Grenada, Carriacou and Petite Martinique is a tri-island state often referred to as the Island of Spice. It is the world’s second largest nutmeg producer. Grenada is a lovely dot of real estate. Natives like to say it is "just south of paradise, just north of frustration."

Grenada does not have a military. The Royal Grenada Police Force (RGPF), led by the police commissioner, maintains internal security. The 800 members of the Royal Grenada Police Force includes an 80-member paramilitary special services unit (SSU) and a 30-member coast guard. The Departments of State and Treasury provide support to the Financial Investigative Unit (FIU) within the Ministry of National Security.

The RGPF encompasses the coast guard, a special service unit, a fire-fighting unit, immigration and border control, and other specialized units. The RGPF is supplemented by 193 rural constables. The police force reports to the minister for national security, a portfolio held by the prime minister. Civilian authorities maintained effective control over the RGPF, and the government has effective mechanisms to investigate and punish abuse and corruption. There were no recent reports of impunity involving security forces. The US provides periodic training and material support for the SSU, the coast guard, and other units of the police as needed.

The island's present name is not that given to it by Columbus. That name, which it bore but briefly, was Concepción. Assigned in 1498, it had given way by 1523 on maps and charts of the region to the Spanish variant of its current designation, Granada. Speculation has it that Spanish explorers, struck by the resemblance of Grenada's mountains to those of the Sierra Nevada in Spain, applied the familiar name of a great city to this strange place so far from home.

Grenada is a liberal, parliamentary democracy, has a functioning court system, low rates of crime, and is devoid of political violence. The country's legal framework for business is strong. The strategic agenda of the Government of Grenada demonstrates its belief that investment is directly related to growth and development. As a result, the Government of Grenada identified additional foreign investment opportunities related to the country’s resource endowment of “sand, sun, sea and rich fertile soil.” The Government of Grenada’s accession to international trade and development agreements opened a greater number of sectors to foreign investment opportunities.

Crime in Grenada is mostly opportunistic. Tourists have been the victims of robbery, especially in isolated areas. Thieves frequently steal credit cards, jewelry, cameras, U.S. passports, and money. Muggings, purse snatchings, and other robberies may occur in areas near hotels, beaches and restaurants, particularly after dark.

Travel from Grenada to the sister isles Carriacou and Petite Martinique is possible by sea and by air. Petite Martinique can only be reached by sea. The Osprey ferry service, with two boats, travels every day between the three islands and is reliable with a good safety record. The trip takes about 1½ hours in the large boat and 2 hours in the smaller one. SVG Airline flies a small propeller plane (4-6 passengers) to and from Carriacou daily.

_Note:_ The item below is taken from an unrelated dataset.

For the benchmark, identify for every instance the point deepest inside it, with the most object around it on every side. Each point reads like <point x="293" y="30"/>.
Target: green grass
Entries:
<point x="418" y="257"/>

Traffic moves on the left in Grenada; the majority of vehicles are right-hand drive. Grenada’s roads, paved and unpaved, are mostly narrow and winding, with many blind corners, narrow or no shoulders, and steep drops into the sea on Grenada’s three islands. There are few sidewalks, and vehicles vie with pedestrians for road space. Road lighting varies on all three islands, which compounds the dangers at night. Driving conditions in Grenada, including road conditions, increased numbers of vehicles, and sometimes aggressive minibus drivers all require caution and reduced speed for safety.

Bottled water is available for purchase and tap water is said to be "very safe" to drink. Medical care in Grenada is below U.S. standards. Citizens requiring medical treatment may contact the U.S Embassy in St. George’s for a list of local doctors, dentists, pharmacies and hospitals. Serious medical problems requiring hospitalization and/or medical evacuation to the U.S. can cost thousands of dollars. Doctors and hospitals often expect immediate cash payment for health services. Ambulance service is available but response times vary greatly.